Third, it’s interesting to note that bq actually behaves differently with the DisMax parser vs. the EDisMax parser. The Lucid Imagination documentation suggests that they should be the same:

the additive boost functions of DisMax (bf and bq) are also supported

… but apparently, EDisMax behaves slightly differently from DisMax, because it automatically conjoins the “log” and “relevancy_score” tokens, which changes the results. That’s something worth considering if you’re already making use of bq.

So finally, that just leaves a proper analysis of the “multiplicative boost” (shown in green) and the “boost function, additive” (shown in blue). Both seem reasonable, so which one is the right solution?

From looking at the parsed queries, it seems that here we’ve finally found the multiplicative/additive split alluded to in the documentation. The bf (“boost function”) simply runs two separate queries – the main query and the boost query – and then takes the disjunction of the two using DisjunctionMaxQuery. That is, it just adds the scores together.

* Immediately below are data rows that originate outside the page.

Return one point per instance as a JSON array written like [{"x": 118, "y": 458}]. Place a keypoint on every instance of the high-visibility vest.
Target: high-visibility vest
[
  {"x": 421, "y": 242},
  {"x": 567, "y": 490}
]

The {!boost b} and boost methods, on the other hand, apply a true multiplicative boost, using BoostedQuery. That is, they multiply the boost function’s score by whatever score would normally be spit out. This method is more faithful to the Lucene Javadoc for Similarity.java, and it seems to be the recommended choice, given how dismissively the word “additive” is tossed around in the documentation.

So basically, this is the boost you’re looking for. If you’re using the default lucene parser or the dismax parser, go with the {!boost b} method. If you’re using edismax, though, take advantage of the nice boost parameter and use that instead.